Continuity and Differentiability of Piecewise Defined Functions

[ryu1]

Homework Statement

I have this problem I haven been trying to solve for a while:

"Check if the following function is continuous and/or differentiable :"

/ (x^2-1) /2 , |x|=< 1
f(x) = \ |x| -1 , |x| > 1

The Attempt at a Solution

So I managed to prove it is continuous for all x by checking the limits as x -> 1 from both directions = 0
and the limit as x -> 0 from both directions = -1/2 (is that necessary?)
from that point it's continuous for all x as a polynomial in either branch.

is that correct so far?

now the problem starts with the derivative check...

I get that the f'(x) = x , |x| < 1
or f'(x) = x/|x| , |x| > 1

so does that alone means the function isn't differentiable in x = 0 ?

Thank you for your help!

 

[LCKurtz]

Homework Statement

I have this problem I haven been trying to solve for a while:

"Check if the following function is continuous and/or differentiable :"

/ (x^2-1) /2 , |x|=< 1
f(x) = \ |x| -1 , |x| > 1

The Attempt at a Solution

So I managed to prove it is continuous for all x by checking the limits as x -> 1 from both directions = 0

You also need to check at x = -1

and the limit as x -> 0 from both directions = -1/2 (is that necessary?)

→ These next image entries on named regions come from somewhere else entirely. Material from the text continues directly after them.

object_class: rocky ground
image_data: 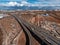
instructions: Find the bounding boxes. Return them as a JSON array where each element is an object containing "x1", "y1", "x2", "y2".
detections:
[{"x1": 0, "y1": 11, "x2": 60, "y2": 45}]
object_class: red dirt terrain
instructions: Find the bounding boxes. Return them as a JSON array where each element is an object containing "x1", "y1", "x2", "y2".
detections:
[{"x1": 0, "y1": 11, "x2": 60, "y2": 45}]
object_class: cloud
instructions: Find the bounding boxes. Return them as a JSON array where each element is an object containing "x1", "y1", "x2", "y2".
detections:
[{"x1": 0, "y1": 0, "x2": 60, "y2": 6}]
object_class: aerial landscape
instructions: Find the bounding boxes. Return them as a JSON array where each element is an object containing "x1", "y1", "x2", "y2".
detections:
[{"x1": 0, "y1": 0, "x2": 60, "y2": 45}]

No. It is a polynomial there.

from that point it's continuous for all x as a polynomial in either branch.

is that correct so far?

now the problem starts with the derivative check...

I get that the f'(x) = x , |x| < 1
or f'(x) = x/|x| , |x| > 1

so does that alone means the function isn't differentiable in x = 0 ?

There is no problem at x=0. The problem is at x = 1 and -1 where the two functions piece together. You need to check the function values and slopes there.

 

[ryu1]

THANKS a lot you helped me solved this at last!